Tightly hugging their
When Sri Lankan diplomats retire at the end of their overseas missions, one of the first things they are expected to do is turn in their diplomatic passports, along with the passports of all their family members. But one particular diplomat and his entire family continue to cling to their privileged passports, even though the career diplomat retired from service more than a year ago. The diplomat concerned now holds another government job, but one that certainly does not carry with it the diplomatic privileges of the foreign service.
When the roof falls in
Recently, the Foreign Boss appointed a new face as Protocol Boss at the Foreign Office. After a lacklustre performance and a couple of faux pas at certain top-level engagements, the man, nicknamed “Big Roof”, gets the instant chop from the Big Boss. The Foreign Boss, ordered to find a more suitable replacement, immediately promotes a Big Lady (who has just returned from the City Famous for Big Ben) to be the Big Chief. Not so fast, says Big Boss, and the order goes to appoint a returnee who had served under the Big Lady in the Land of the Queen. We guess that Two is better than One. Meanwhile, Big Roof has fallen into a section aptly named “CONS”.
Neither here nor there
Popular tuition master Upul Shantha Sannasgala was in the news last week when it was reported that he may soon be entering the world of high-level politics. When asked, during a radio interview, whether he would accept the UNP’s invitation to contest as the party’s chief ministerial candidate for Sabaragamuwa Province, he said: “I am neither accepting it nor rejecting it.” For someone whose job as a tutor is to explain matters and put things clearly, Mr. Sannasgala’s reply is curiously ambiguous.
Figure this out
Minister Mahindananda Aluthgamage has a way with facts and figures.
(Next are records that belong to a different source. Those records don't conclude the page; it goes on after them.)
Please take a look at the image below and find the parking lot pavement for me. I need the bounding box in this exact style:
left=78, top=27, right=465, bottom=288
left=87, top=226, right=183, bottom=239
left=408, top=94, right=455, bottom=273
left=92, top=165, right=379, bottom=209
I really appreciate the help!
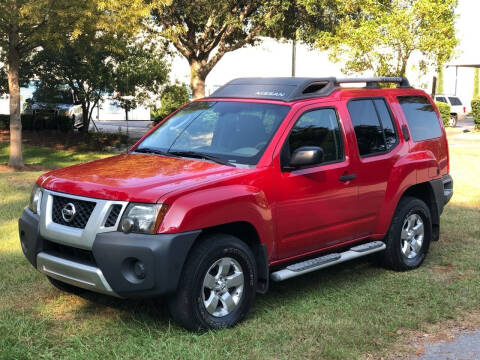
left=414, top=330, right=480, bottom=360
left=90, top=120, right=153, bottom=139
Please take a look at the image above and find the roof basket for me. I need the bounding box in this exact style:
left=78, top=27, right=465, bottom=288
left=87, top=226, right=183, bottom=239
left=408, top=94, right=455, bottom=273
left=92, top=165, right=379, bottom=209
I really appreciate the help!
left=209, top=77, right=410, bottom=101
left=336, top=76, right=411, bottom=88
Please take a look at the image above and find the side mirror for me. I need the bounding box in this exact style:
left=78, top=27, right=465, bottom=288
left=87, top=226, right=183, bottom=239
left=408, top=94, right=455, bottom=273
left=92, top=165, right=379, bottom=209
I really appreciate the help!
left=287, top=146, right=323, bottom=170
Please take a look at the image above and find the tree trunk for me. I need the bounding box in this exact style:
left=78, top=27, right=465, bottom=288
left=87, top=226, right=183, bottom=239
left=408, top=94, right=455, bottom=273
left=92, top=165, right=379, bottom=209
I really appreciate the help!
left=80, top=102, right=90, bottom=133
left=8, top=26, right=24, bottom=169
left=189, top=60, right=207, bottom=99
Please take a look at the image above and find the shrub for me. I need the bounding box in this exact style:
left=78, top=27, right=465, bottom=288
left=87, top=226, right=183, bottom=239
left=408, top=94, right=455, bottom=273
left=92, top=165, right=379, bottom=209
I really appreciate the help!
left=472, top=98, right=480, bottom=130
left=435, top=101, right=450, bottom=126
left=152, top=84, right=190, bottom=123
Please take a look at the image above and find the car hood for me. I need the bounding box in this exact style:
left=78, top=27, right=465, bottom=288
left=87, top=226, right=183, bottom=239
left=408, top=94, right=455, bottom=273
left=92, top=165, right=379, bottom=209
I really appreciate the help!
left=37, top=154, right=240, bottom=203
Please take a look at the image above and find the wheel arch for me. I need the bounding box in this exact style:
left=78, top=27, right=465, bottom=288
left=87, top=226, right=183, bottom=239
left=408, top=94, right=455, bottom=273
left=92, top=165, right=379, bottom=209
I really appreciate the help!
left=194, top=221, right=269, bottom=294
left=397, top=181, right=443, bottom=241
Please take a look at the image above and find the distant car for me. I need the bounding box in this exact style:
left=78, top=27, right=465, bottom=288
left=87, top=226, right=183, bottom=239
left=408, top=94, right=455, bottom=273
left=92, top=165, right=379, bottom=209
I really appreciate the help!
left=23, top=90, right=83, bottom=129
left=435, top=94, right=467, bottom=127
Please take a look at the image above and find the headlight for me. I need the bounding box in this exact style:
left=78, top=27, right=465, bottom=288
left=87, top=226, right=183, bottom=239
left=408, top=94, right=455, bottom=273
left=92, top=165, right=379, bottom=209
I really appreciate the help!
left=120, top=203, right=168, bottom=234
left=28, top=184, right=43, bottom=215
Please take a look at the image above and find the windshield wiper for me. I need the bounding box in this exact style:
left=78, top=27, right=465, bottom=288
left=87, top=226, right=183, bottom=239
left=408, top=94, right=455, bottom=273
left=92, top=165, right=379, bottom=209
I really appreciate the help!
left=167, top=151, right=235, bottom=167
left=133, top=148, right=167, bottom=155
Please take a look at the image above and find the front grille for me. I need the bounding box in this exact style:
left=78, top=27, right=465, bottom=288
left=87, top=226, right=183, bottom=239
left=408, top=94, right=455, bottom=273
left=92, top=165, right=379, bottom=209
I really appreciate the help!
left=52, top=196, right=95, bottom=229
left=105, top=205, right=122, bottom=227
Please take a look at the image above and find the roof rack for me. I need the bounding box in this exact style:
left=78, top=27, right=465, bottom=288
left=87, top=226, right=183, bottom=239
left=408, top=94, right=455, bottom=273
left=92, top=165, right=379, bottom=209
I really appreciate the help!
left=336, top=76, right=411, bottom=88
left=209, top=77, right=410, bottom=102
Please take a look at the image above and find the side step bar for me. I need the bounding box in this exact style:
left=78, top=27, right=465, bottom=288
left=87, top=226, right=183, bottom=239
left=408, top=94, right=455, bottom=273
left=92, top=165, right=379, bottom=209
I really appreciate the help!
left=270, top=241, right=387, bottom=281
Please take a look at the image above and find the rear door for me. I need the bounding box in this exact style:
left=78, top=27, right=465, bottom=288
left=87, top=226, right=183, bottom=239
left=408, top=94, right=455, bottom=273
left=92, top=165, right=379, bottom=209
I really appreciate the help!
left=347, top=97, right=408, bottom=237
left=274, top=103, right=357, bottom=259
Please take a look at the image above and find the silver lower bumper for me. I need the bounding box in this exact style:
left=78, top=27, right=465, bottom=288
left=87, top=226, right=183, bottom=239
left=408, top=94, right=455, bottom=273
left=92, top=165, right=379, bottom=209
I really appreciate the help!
left=37, top=252, right=119, bottom=297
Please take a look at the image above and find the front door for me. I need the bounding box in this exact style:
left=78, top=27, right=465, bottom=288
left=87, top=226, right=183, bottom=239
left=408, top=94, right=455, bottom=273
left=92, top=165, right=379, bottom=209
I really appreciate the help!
left=275, top=103, right=357, bottom=259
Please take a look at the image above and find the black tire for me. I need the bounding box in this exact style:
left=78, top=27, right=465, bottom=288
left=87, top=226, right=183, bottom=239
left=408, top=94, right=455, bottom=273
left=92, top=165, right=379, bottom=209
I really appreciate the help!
left=47, top=276, right=83, bottom=294
left=382, top=196, right=432, bottom=271
left=168, top=234, right=257, bottom=331
left=448, top=114, right=458, bottom=127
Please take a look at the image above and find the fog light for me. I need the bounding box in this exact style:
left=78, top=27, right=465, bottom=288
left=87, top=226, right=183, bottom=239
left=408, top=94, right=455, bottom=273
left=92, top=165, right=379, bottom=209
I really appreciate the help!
left=122, top=218, right=135, bottom=233
left=133, top=261, right=145, bottom=279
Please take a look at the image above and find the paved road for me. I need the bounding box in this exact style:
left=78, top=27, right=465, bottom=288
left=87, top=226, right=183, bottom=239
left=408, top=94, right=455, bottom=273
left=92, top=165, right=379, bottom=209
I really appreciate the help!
left=90, top=120, right=152, bottom=139
left=455, top=115, right=474, bottom=131
left=414, top=330, right=480, bottom=360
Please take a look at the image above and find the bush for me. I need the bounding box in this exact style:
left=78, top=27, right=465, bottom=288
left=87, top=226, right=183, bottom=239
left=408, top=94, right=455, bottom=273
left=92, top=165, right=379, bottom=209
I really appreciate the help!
left=152, top=84, right=190, bottom=123
left=435, top=101, right=450, bottom=126
left=472, top=98, right=480, bottom=130
left=0, top=114, right=73, bottom=132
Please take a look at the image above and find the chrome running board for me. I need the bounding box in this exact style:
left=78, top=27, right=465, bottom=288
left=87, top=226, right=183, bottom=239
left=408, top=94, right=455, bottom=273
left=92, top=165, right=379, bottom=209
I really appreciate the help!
left=270, top=241, right=387, bottom=281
Speaking at a recent public rally, he said America had a Cabinet of just 14 members and that the country’s economy was in a far worse state than the Sri Lankan economy. One reason for the comparative success of the local economy, he said, was that we had more than 100 Cabinet, non-Cabinet and Deputy Ministers. And to think that some of us felt that that 100-plus army of extra well-paid public officers was the very reason for this country’s economic woes.
Start on a minor note
The President recently appointed a Cabinet sub committee to look into the grievances of media personnel, in the wake of escalating attacks on journalists. The first person to go before the committee with a complaint was a Lake House employee who moaned that his contract had not been extended.
Better late than never
A certain retired military personage speaking from opposition podiums who was fiercely critical of the war has suddenly gone silent. We thought that he too had had his fill of the Green Leader, but now a little bird tells us that he has gone silent since he was given a promotion that he felt he should have got a long time back. So better a Colonel late than a Colonel never. Mahinda Mama sure knows how to make folk happy.
Fax, fox and sour grapes
A scurrilous fax is doing the rounds alleging a sell-out of all flying rights of grounded budget carrier Mihin Lanka to a Malaysian firm by Minister of Aviation Chamal Rajapaksa and his acolytes for an under-the-table deal worth US$2.5 million. This can only be a case of sour grapes in some quarters. The big question is how does one sell off exclusive landing rights just like that? Besides, who on earth would want to invest in an airline so crushed under a mountain of debt, a mountain that keeps growing through bad management, even though the man blamed for much of the airline’s woes is now out of the picture?
Grounded whiz kid
on a new high
Quite forgetting the Shahrukh Khan-led Bollywood extravaganza in Colombo that ended in tragedy when someone lobbed a grenade into the crowd watching the December 2004 concert, a failed “whiz kid” is said to be busy trying to stage a similar star-studded event here to coincide with the forthcoming SAARC summit. Since coming down to earth with a thud after a certain high flying venture (or adventure), this person is said to be now looking for fresh ventures, also at the poor tax payers’ expense.